Similarly, a year-long weight loss study by Christopher Gardner and his colleagues at Stanford University in California found no significant differences between
a healthy low-fat diet versus a lowcarbohydrate diet – even when individuals were assigned to a regime that matched their genetic predisposition to one or the other.
“Caution is needed when genetic tests are negative – does that give people a licence to eat whatever foods they like in whatever amounts? Not really,” says Forouhi.

Other studies have found that personalised nutrition may be more beneficial when it is based on characteristics such as age, sex, obesity status and ethnic group.
DNANudge acknowledges that DNA isn’t the whole story, and its wristband doubles as an activity tracker, flashing amber when a person is sedentary for too long.

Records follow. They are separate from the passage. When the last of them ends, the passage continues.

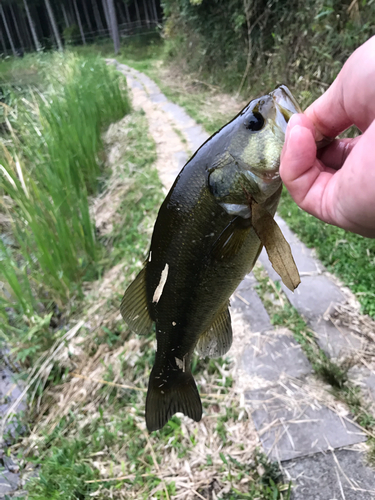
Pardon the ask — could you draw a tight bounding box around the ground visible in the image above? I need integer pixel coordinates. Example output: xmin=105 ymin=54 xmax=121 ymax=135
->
xmin=0 ymin=56 xmax=375 ymax=500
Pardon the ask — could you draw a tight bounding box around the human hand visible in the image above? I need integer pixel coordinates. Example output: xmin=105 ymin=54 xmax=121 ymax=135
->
xmin=280 ymin=37 xmax=375 ymax=238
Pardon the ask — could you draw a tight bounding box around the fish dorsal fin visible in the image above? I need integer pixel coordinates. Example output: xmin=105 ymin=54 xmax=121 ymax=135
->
xmin=120 ymin=265 xmax=152 ymax=335
xmin=211 ymin=217 xmax=251 ymax=260
xmin=196 ymin=304 xmax=232 ymax=358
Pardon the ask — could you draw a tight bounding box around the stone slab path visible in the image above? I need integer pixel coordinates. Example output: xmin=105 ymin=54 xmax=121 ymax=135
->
xmin=108 ymin=60 xmax=375 ymax=500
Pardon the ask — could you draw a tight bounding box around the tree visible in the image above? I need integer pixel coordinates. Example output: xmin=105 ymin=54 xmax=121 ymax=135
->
xmin=104 ymin=0 xmax=120 ymax=54
xmin=73 ymin=0 xmax=86 ymax=45
xmin=44 ymin=0 xmax=64 ymax=52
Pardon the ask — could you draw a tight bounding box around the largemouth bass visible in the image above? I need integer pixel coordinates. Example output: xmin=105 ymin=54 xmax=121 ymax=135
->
xmin=121 ymin=86 xmax=300 ymax=431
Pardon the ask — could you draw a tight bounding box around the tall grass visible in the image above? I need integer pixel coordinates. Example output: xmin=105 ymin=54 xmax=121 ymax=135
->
xmin=0 ymin=53 xmax=130 ymax=330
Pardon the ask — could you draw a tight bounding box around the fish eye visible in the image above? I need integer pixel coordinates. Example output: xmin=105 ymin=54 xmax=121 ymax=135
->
xmin=244 ymin=111 xmax=264 ymax=132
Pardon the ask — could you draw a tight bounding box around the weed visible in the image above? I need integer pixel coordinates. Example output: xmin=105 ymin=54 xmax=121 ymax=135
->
xmin=0 ymin=54 xmax=130 ymax=360
xmin=279 ymin=190 xmax=375 ymax=317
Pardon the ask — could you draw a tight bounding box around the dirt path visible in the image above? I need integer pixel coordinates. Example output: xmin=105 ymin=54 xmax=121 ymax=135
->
xmin=110 ymin=60 xmax=375 ymax=500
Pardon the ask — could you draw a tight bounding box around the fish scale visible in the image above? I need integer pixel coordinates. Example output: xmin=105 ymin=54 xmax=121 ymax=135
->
xmin=121 ymin=87 xmax=298 ymax=431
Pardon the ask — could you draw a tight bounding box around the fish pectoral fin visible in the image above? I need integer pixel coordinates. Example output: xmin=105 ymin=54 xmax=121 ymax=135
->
xmin=120 ymin=266 xmax=152 ymax=335
xmin=211 ymin=217 xmax=251 ymax=260
xmin=196 ymin=305 xmax=233 ymax=358
xmin=146 ymin=368 xmax=202 ymax=432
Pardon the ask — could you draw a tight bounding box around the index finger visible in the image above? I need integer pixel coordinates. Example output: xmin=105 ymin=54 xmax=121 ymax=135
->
xmin=305 ymin=36 xmax=375 ymax=137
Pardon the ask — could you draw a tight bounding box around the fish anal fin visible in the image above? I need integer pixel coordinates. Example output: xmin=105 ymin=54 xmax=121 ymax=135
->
xmin=211 ymin=217 xmax=251 ymax=260
xmin=146 ymin=368 xmax=202 ymax=432
xmin=120 ymin=266 xmax=152 ymax=335
xmin=196 ymin=305 xmax=233 ymax=358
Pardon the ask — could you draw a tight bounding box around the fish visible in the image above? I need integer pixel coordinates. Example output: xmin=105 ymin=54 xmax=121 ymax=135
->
xmin=120 ymin=85 xmax=301 ymax=432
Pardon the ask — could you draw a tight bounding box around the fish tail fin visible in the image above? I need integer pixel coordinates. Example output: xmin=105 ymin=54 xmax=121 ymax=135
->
xmin=146 ymin=367 xmax=202 ymax=432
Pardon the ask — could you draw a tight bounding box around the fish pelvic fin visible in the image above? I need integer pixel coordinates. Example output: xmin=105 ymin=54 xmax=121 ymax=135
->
xmin=120 ymin=264 xmax=152 ymax=335
xmin=196 ymin=304 xmax=233 ymax=358
xmin=146 ymin=367 xmax=202 ymax=432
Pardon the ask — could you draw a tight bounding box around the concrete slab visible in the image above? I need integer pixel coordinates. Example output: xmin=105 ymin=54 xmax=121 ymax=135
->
xmin=245 ymin=382 xmax=366 ymax=461
xmin=282 ymin=449 xmax=375 ymax=500
xmin=365 ymin=373 xmax=375 ymax=402
xmin=308 ymin=317 xmax=362 ymax=358
xmin=0 ymin=470 xmax=20 ymax=500
xmin=150 ymin=92 xmax=167 ymax=103
xmin=175 ymin=151 xmax=188 ymax=172
xmin=0 ymin=366 xmax=27 ymax=444
xmin=241 ymin=332 xmax=312 ymax=382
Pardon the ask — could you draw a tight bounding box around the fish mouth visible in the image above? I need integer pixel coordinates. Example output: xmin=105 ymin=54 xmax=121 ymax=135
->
xmin=270 ymin=85 xmax=302 ymax=134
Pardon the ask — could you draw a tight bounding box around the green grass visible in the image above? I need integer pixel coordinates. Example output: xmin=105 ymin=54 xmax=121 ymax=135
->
xmin=279 ymin=191 xmax=375 ymax=317
xmin=121 ymin=38 xmax=375 ymax=317
xmin=0 ymin=53 xmax=130 ymax=360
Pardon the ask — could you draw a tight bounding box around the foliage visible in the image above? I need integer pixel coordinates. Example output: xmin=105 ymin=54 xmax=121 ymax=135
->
xmin=0 ymin=54 xmax=130 ymax=356
xmin=162 ymin=0 xmax=375 ymax=99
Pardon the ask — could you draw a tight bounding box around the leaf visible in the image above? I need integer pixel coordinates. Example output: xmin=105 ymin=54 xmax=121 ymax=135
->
xmin=251 ymin=200 xmax=301 ymax=292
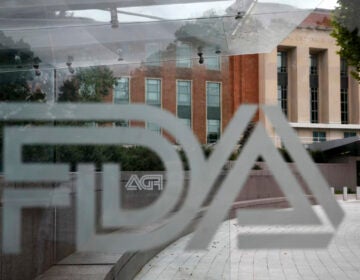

“I would never recommend anything just based upon pure DNA,” says Toumazou. “More robust evidence is needed to support the efficacy and additional benefits of personalised nutrition beyond more traditional nutrition intervention approaches, such as those targeted towards eating more fruit and veg, or fewer foods that are high in free sugars,” says
a spokesperson for the British Nutrition Foundation, a charity focused on nutrition science. And what about genetic privacy? DNANudge doesn’t collect individuals’ genetic data, only storing an encrypted version of a person’s recommended dietary factors, says Toumazou.
The supermarket items customers scan will also be recorded in an anonymised way.
This will enable DNANudge to request that manufacturers and retailers stop selling regularly scanned products that are unsuitable for large groups of people, says Toumazou.
This could also be a source of valuable information about people’s everyday shopping choices. DNANudge has an ongoing research collaboration with UK-based supermarket chain Waitrose to study the effect of the technology on pre-diabetic customers.